Montag, 14. Mai 2007

REPORT ABOUT OUR POSTER PRESENTATIONS (VOLUNTARY ORGANISATIONS)


For those who don’t know, our task was to report about the poster-presentation session on voluntary organisations around the globe. Even though I had two weeks to prepare the report (two weeks because we had Easter holidays), I did it like all “diligent” students the night before I was due to submit it. Maybe this accounts for the fact that it wasn’t quite well-written. Besides, I didn’t fulfil the task. Uuuuups!
What I did this time is that I didn’t write in plain English, but used long-winded and too complex sentences (real snakes). “A simple sentence is also fine and just as effective sometimes” says my lecturer. (Usually I use too basic grammar as well as vocabulary.) Want to have a look at one of this snakes?
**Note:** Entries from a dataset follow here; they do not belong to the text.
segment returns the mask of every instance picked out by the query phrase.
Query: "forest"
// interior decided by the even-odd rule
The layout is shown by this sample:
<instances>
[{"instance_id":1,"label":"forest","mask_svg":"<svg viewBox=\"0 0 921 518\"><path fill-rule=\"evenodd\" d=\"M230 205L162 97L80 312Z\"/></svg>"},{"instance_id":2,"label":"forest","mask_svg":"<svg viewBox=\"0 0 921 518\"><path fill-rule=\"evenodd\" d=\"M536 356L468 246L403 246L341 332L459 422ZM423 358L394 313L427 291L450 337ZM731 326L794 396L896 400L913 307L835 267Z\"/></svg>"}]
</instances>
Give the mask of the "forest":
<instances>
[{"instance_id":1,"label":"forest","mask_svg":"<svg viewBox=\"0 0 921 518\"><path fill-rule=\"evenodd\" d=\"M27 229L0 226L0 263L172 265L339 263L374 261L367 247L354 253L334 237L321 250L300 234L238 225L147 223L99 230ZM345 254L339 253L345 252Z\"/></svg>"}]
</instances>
For example:
1) They lead you through all the steppes you have to go through I order to get there, and above all, you even get paid, so at the end you wont be in the red financially, let alone experience-wise. Oh goodness, where was I thinking? I don’t even understand the sentence now.
2) Candidate for MISS INAPPROPRIATE ENGLISH is also: However, many a time financial circumstances are that keep you getting to know all four walls of your precious room. Better is: ... financial circumstances keep you from leaving your precious room.
3) Here you can see English influenced by my mother tongue or so called CROANGLISH: ...get yourself checked at the doctor. Correct and only version: get yourself checked by a doctor.

These are some of my mistakes. After all, my homework isn’t that bad but in the future I shouldn’t write it the night before, let alone write such long-winded sentences.